Docker streams events through docker system events or the SDKs.
Plan is to listen to those events to offer a reactor.
Concept
A configuration file describes events we're interested by and what to do with them.
A daemon listens to Docker events, compare each event received with our config and run what's needed.
Actions would be simple commands to run in a first time.
Prior art
Not a lot of software does that.
- https://tech.instacart.com/introducing-ahab-docker-event-handling-9ee0d30452df - lasts commits unreleased, not actively maintained
- https://github.com/diefans/docker-events - goal was to update SkyDNS records when a container is live
As getting the event loop is as simple as getting a Docker client and calling events() on it, the real code will be the matching with our configuration file.

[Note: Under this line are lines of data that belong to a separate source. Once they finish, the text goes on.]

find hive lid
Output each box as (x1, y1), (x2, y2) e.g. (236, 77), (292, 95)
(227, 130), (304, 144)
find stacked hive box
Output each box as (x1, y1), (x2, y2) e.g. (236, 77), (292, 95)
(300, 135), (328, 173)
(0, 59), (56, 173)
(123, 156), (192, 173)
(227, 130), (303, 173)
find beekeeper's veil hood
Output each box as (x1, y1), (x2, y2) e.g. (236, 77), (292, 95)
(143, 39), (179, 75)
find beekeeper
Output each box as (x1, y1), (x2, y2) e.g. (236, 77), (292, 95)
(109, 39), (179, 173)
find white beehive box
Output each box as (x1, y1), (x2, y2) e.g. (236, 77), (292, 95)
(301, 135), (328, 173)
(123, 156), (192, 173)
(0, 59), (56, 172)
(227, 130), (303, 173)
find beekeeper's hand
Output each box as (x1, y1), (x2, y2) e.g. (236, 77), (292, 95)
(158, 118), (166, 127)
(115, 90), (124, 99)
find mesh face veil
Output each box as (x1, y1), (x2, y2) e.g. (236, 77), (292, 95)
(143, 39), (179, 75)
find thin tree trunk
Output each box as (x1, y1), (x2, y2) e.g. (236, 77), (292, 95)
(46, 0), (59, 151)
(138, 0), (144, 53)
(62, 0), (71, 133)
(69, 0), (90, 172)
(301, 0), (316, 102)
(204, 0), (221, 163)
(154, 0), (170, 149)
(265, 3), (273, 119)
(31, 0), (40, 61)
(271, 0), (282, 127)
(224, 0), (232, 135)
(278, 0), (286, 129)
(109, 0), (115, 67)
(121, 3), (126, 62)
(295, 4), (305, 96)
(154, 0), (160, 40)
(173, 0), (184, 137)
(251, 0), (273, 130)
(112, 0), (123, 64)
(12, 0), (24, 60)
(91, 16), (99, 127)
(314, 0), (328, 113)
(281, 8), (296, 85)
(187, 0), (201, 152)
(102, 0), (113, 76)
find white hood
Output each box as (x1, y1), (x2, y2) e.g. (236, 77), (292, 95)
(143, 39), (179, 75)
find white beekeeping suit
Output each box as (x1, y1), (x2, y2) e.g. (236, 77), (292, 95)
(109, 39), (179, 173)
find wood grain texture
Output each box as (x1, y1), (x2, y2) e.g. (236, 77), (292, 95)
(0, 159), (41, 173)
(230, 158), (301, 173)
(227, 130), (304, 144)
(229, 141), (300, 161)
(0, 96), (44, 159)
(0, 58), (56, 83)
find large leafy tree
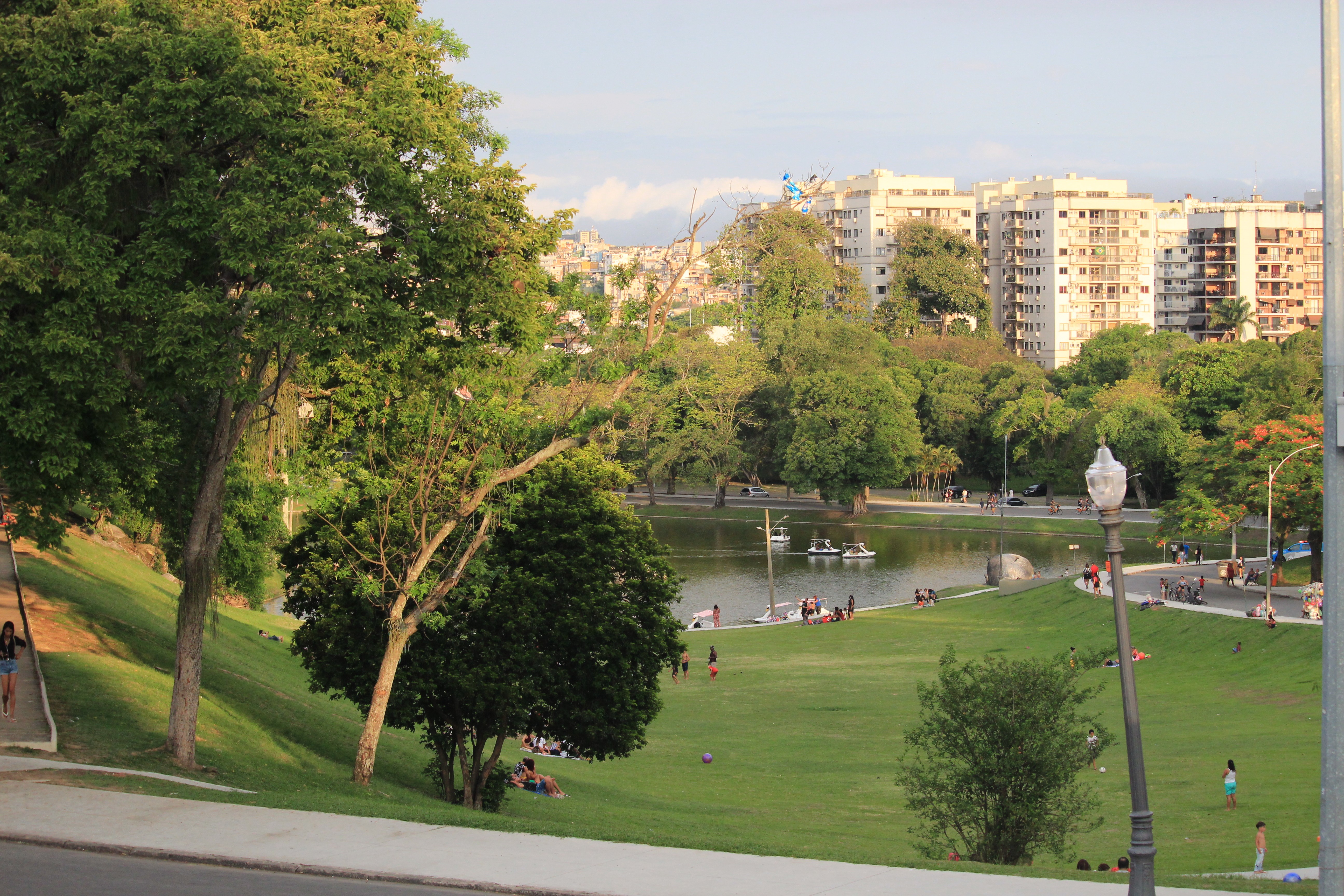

As such, prior art isn't satisfactory.
Use cases
Use case example: metrics
Prometheus can get very nice timeseries for container start, command execution (so we can notice the healthchecks configured to run every second). See T1623 and T1392.
Use case example: propagate events
We can use notification-push from T771 to get for production Docker engines like docker-002 notifications about containers lifecycles (start/stop/die).
Salt has its own reactor, we can pass Docker events too there to run states when an event occurs.
For example, we can react to Let's Encrypt certificates containers stop to see if we need to restore nginx configuration for a new site once its certificate is first issued.
events_reactor: Fire notification on container lifecycle event: event: type: container run: [ "notification-push", "--project", "Nasqueron", "--service", "Docker", "--type", "container.%%action%%", "--group", "ops", "--text", "Docker container %%actor.name%%: %%action%%", "--link", "%%host%%" ] Propagate all events to Salt: run: ["sudo", "salt-call", "event.send", "docker", "%%payload%%"]
For those two use cases:
- The reactor should pass our run key to subprocess.run after a replace %%key%% by values from the event.
- If no event matching rules are specified, it's a catchall.
Use case example: hotfix
That also can allow to provide hotfixes for operational issues, like "Sentry Relay has a weird issue resolving DNS for sentry_web, but not for sentry_kafka." by updating automatically Relay configuration file with the IP of Sentry Web:
events_reactor: Update Sentry Relay configuration: event: type: container action: start actor: name: sentry_web run: ["docker-paas-propagate-sentry-relay", "%%ip%%"]
That seems more straightforward if we've a Docker library available to use it to get metadata like IP than doing a docker inspect.